Hanford cleaup slows while tanks leak, tratment plant stalls
Every day, up to three gallons of radioactive waste at Hanford seeps into the desert sand from underground tanks, not far from the Columbia River.
That has prompted Gov. Jay Inslee to tour the remote site along with buses full of officials and media that roll through a sea of sagebrush.
The buses slow near some of the leaking radioactive underground tanks. Tom Fletcher, who manages the containment farms, points out the various groupings.
“So T is right in front of us to the right, you can see the yellow barrier over it. And TY is right in front of us at about a 45-degree angle to the left.”
Nearby, Governor Inslee steps off his bus in chestnut cowboy boots. Here, staring through the tank farm’s cyclone fence, Inslee asks Fletcher about the waste.
“So as you would classify this, is this TRU or high level waste?” the governor asks.
“This is high-level waste. C-Farm is all high-level waste," says Fletcher.
A slow process slowed even more
Even the fastest government plans to get radioactive waste out of these aging underground tanks would take years. Inslee announces one idea on his tour: Ship some to New Mexico.
Back on the bus, Tom Fletcher says it’s hard to say how long that would take.
“… it would require permitting from New Mexico to be done as well as permitting from Washington state to be done," he explains. "And those are two unknowns.”
Now, the federal budget sequester is slowing work at Hanford even further. More than 200 employees were recently handed layoff notices.
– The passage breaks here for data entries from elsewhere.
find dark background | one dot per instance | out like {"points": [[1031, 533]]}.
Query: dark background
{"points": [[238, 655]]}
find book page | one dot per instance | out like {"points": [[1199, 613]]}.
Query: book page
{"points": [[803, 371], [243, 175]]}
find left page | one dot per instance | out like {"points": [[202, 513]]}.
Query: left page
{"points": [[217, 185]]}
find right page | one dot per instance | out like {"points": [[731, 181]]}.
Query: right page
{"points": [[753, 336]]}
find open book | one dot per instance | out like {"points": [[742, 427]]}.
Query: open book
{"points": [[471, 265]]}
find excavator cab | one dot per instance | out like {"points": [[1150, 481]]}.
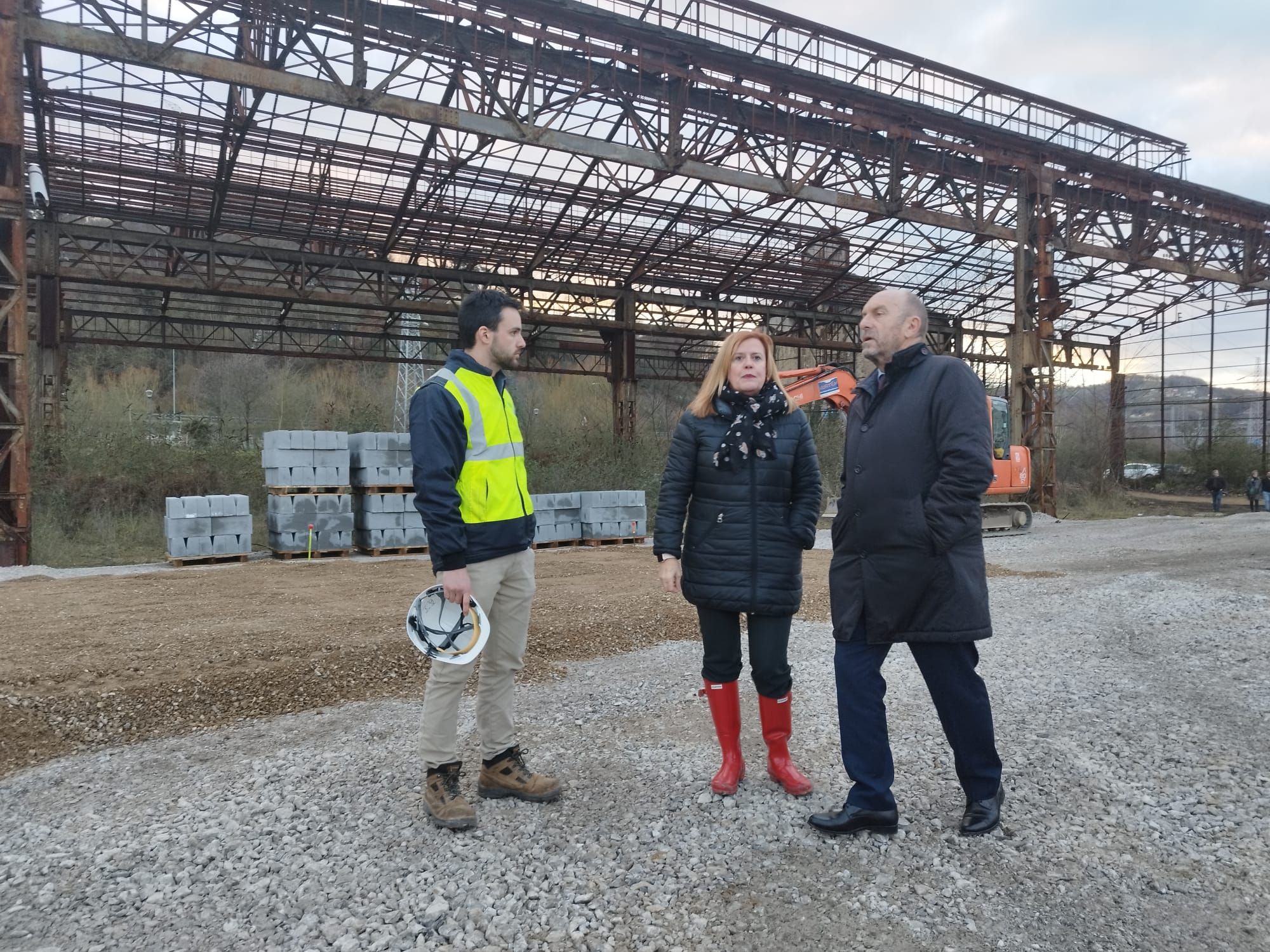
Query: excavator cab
{"points": [[1000, 428]]}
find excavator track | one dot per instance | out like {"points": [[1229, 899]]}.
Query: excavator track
{"points": [[1013, 519]]}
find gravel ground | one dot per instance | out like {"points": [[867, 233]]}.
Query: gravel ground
{"points": [[1131, 695]]}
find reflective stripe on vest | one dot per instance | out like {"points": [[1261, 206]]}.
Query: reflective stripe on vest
{"points": [[492, 486]]}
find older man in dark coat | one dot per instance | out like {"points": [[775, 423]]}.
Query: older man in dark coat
{"points": [[909, 564]]}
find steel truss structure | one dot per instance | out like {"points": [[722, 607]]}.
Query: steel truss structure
{"points": [[294, 177]]}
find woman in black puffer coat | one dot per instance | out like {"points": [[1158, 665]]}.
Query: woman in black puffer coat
{"points": [[744, 470]]}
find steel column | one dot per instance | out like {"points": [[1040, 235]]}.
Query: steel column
{"points": [[623, 375], [1116, 430], [15, 466]]}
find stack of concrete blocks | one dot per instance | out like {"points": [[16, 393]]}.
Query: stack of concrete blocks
{"points": [[380, 460], [208, 526], [559, 517], [305, 459], [614, 515], [330, 513], [388, 521]]}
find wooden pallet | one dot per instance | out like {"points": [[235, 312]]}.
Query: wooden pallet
{"points": [[309, 491], [394, 550], [206, 560], [559, 544], [317, 554]]}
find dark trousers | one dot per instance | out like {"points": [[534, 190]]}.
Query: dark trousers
{"points": [[961, 700], [769, 649]]}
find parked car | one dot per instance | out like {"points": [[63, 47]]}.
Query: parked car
{"points": [[1137, 472]]}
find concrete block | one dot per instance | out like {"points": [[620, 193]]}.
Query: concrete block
{"points": [[377, 521], [331, 458], [185, 529], [286, 459], [330, 503], [281, 505], [232, 525], [196, 507], [229, 545], [304, 506]]}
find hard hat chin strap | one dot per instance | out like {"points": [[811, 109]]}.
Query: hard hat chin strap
{"points": [[448, 638]]}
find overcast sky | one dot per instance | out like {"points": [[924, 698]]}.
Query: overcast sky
{"points": [[1198, 73]]}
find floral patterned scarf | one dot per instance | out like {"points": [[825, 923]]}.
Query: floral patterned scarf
{"points": [[754, 423]]}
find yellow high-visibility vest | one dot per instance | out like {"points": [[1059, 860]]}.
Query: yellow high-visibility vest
{"points": [[493, 484]]}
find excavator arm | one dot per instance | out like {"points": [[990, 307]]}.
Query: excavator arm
{"points": [[1012, 464], [825, 383]]}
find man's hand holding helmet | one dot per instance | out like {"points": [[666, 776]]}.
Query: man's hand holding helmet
{"points": [[459, 588]]}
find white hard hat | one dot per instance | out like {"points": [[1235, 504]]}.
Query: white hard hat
{"points": [[440, 630]]}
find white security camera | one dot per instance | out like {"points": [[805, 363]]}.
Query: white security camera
{"points": [[39, 187]]}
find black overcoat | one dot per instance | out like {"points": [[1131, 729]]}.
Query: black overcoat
{"points": [[907, 544], [747, 526]]}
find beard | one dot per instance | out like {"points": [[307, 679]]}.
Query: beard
{"points": [[506, 360]]}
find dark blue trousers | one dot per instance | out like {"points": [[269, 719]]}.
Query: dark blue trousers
{"points": [[961, 700]]}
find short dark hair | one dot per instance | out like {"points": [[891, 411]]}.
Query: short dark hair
{"points": [[482, 309]]}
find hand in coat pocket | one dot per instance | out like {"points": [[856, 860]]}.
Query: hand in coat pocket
{"points": [[670, 573]]}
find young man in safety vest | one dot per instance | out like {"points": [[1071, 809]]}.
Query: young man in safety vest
{"points": [[472, 489]]}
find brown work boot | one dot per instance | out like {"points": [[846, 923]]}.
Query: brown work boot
{"points": [[507, 776], [443, 800]]}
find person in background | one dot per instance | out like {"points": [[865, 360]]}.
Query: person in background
{"points": [[744, 472], [1253, 491], [1216, 484]]}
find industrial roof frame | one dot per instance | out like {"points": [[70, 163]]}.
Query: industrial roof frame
{"points": [[294, 176]]}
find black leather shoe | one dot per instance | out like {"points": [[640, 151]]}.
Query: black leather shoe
{"points": [[982, 816], [854, 819]]}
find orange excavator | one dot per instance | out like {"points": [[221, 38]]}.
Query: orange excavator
{"points": [[1012, 465]]}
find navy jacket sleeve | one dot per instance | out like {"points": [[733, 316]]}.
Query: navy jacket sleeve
{"points": [[439, 445], [678, 482], [963, 456], [807, 491]]}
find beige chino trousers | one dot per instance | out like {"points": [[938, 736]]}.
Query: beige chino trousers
{"points": [[505, 588]]}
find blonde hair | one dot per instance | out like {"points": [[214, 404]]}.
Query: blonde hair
{"points": [[703, 404]]}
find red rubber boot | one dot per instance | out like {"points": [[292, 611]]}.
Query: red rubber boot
{"points": [[726, 711], [775, 715]]}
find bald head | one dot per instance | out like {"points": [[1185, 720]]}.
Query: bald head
{"points": [[892, 321]]}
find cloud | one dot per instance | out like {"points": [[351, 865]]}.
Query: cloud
{"points": [[1188, 72]]}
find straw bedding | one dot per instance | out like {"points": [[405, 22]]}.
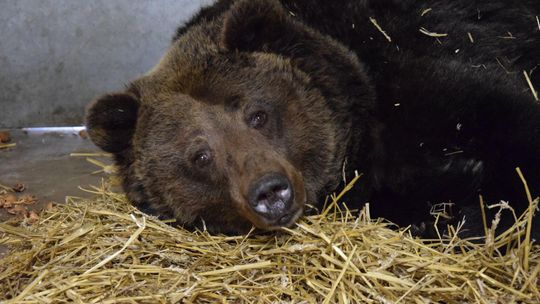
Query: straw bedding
{"points": [[103, 250]]}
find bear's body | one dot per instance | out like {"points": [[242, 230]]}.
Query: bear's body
{"points": [[259, 106]]}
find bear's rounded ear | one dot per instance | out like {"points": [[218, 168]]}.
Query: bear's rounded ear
{"points": [[252, 25], [110, 121]]}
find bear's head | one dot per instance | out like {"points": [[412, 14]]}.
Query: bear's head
{"points": [[241, 123]]}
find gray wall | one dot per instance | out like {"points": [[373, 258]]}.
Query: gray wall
{"points": [[57, 55]]}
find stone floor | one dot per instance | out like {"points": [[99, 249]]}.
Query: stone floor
{"points": [[43, 163]]}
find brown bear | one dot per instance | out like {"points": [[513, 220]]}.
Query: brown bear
{"points": [[261, 106]]}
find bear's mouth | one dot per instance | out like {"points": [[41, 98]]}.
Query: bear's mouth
{"points": [[286, 220]]}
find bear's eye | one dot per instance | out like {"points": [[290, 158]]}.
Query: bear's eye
{"points": [[257, 119], [202, 158]]}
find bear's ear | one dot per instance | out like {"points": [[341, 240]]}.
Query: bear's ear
{"points": [[110, 121], [252, 25]]}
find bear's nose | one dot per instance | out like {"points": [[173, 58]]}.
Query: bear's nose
{"points": [[271, 197]]}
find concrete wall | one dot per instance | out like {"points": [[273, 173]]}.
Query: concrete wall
{"points": [[57, 55]]}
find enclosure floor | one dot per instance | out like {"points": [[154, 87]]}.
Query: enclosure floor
{"points": [[43, 163]]}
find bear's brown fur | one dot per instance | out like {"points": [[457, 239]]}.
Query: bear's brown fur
{"points": [[254, 89]]}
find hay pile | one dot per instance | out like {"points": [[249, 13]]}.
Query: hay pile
{"points": [[105, 251]]}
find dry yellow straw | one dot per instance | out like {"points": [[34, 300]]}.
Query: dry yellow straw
{"points": [[102, 250]]}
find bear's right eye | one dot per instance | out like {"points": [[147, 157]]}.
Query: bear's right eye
{"points": [[202, 158]]}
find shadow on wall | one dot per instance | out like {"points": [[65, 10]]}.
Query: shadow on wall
{"points": [[57, 55]]}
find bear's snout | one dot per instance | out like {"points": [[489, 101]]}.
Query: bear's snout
{"points": [[272, 197]]}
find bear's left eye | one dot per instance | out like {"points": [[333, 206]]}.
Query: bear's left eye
{"points": [[257, 119], [202, 158]]}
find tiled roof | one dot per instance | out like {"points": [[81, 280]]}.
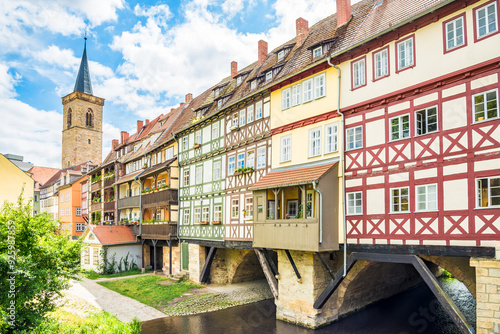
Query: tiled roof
{"points": [[41, 175], [292, 177], [113, 234]]}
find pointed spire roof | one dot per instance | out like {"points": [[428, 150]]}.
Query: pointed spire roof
{"points": [[83, 78]]}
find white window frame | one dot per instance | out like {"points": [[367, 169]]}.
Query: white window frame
{"points": [[314, 142], [285, 99], [400, 197], [352, 140], [355, 203], [286, 148], [425, 201], [332, 138], [484, 106], [401, 132]]}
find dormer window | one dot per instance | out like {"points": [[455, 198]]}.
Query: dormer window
{"points": [[281, 55], [269, 75], [317, 51]]}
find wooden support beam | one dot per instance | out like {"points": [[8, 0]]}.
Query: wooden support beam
{"points": [[205, 273], [431, 281], [299, 278]]}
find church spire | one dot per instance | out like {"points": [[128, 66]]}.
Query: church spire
{"points": [[83, 78]]}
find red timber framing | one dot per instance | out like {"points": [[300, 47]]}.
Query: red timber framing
{"points": [[453, 157]]}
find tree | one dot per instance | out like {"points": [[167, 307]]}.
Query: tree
{"points": [[36, 263]]}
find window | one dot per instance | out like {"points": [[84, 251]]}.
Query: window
{"points": [[488, 192], [317, 52], [218, 213], [235, 208], [186, 216], [286, 146], [269, 75], [205, 217], [217, 167], [319, 86], [291, 208], [381, 64], [250, 114], [230, 166], [426, 197], [331, 138], [199, 174], [354, 203], [399, 200], [197, 215], [358, 73], [354, 138], [251, 159], [281, 55], [307, 90], [296, 95], [485, 105], [258, 110], [261, 157], [400, 127], [249, 207], [454, 33], [314, 142], [241, 160], [197, 137], [242, 117], [285, 99], [215, 130], [426, 120], [486, 20], [405, 56]]}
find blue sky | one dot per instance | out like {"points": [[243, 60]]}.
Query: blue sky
{"points": [[144, 58]]}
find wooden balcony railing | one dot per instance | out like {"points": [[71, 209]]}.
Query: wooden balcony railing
{"points": [[159, 198], [128, 202]]}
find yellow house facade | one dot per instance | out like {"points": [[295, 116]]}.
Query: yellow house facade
{"points": [[13, 182]]}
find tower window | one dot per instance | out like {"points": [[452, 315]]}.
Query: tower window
{"points": [[89, 119], [69, 117]]}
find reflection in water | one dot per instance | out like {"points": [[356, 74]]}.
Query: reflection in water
{"points": [[414, 311]]}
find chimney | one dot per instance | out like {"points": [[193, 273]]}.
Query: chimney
{"points": [[302, 27], [124, 136], [262, 51], [343, 11], [139, 126], [234, 69]]}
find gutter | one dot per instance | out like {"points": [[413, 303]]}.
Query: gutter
{"points": [[342, 153]]}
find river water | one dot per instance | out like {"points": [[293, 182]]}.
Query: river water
{"points": [[414, 311]]}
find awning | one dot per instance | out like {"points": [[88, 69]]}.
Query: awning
{"points": [[292, 177]]}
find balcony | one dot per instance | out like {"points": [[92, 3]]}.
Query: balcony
{"points": [[162, 231], [109, 206], [159, 198], [128, 202]]}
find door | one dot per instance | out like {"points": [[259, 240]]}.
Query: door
{"points": [[185, 256]]}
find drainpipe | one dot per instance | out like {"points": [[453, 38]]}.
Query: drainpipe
{"points": [[343, 165], [320, 212]]}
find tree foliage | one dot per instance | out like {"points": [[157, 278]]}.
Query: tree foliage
{"points": [[36, 260]]}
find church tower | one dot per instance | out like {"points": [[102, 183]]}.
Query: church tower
{"points": [[82, 120]]}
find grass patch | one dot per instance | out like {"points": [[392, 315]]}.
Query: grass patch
{"points": [[91, 274], [63, 322], [147, 290]]}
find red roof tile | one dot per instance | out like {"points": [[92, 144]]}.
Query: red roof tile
{"points": [[113, 234], [292, 177]]}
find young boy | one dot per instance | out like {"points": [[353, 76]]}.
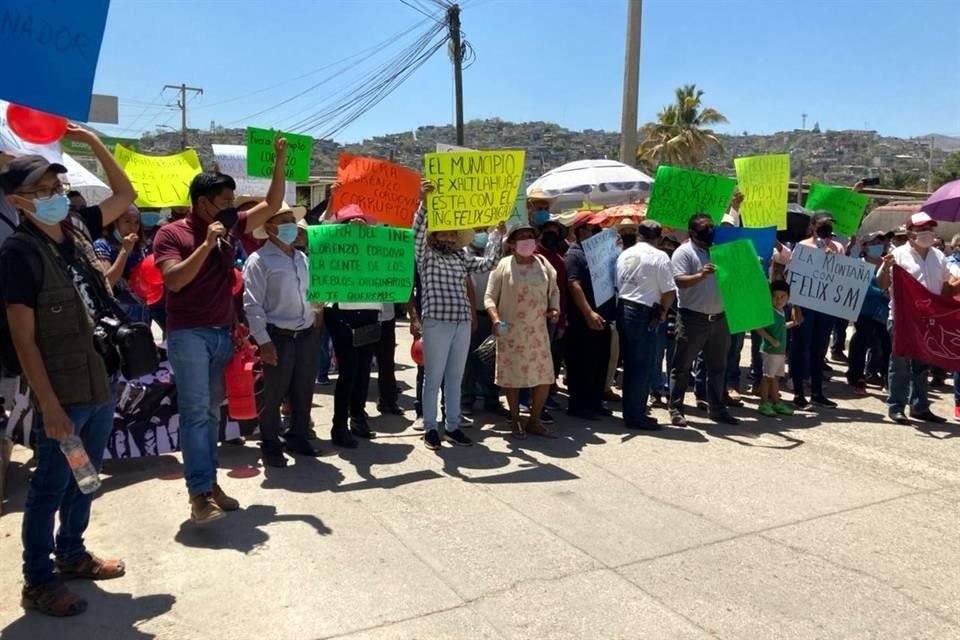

There could be 2,500 furloughs.
Unresolved technical issues
“What’s holding up progress at the Hanford site is the Department of Energy’s inability to resolve a host of technical problems surrounding the design of the waste treatment plant and the state of high-level waste storage tanks,” says U.S. Senator Ron Wyden of Oregon, chairman the Senate Energy Committee which watches over Hanford.
That waste treatment plant is a more than $12 billion factory that would bind-up the radioactive sludge in massive glass logs. The plant is more than half built. But safety concerns have idled major portions of the project.
“I believe before they start up those facilities again we need to have the safety and technical issues resolved,” says Donna Busche, a reluctant whistleblower and a top nuclear safety manager on the plant.
It's a big problem, she says. Since every tank is filled with different material, the government can’t tightly define what the waste will be like when it’s fed into the treatment plant. She says that’s a fundamental flaw because engineers still don’t know what the plant needs to handle.
Busche says it’s kind of like building a new home and not knowing what type of cook you are and what type of garbage disposal to buy.
“So if all you do is heat up microwave dinners, you just rinse out your plastic, the $69 model will be OK," she says. "If you’re a chef and you’re constantly cooking with new and exciting ingredients – you want the robust garbage disposal that can handle anything you put in there.”
Meanwhile, 56 million gallons of radioactive waste still brews away in leaking underground tanks in the middle of Washington’s desert. The next likely shepherd of these aging vessels is President Obama’s pick for Energy secretary Ernest Moniz. His confirmation hearing is scheduled for April 9.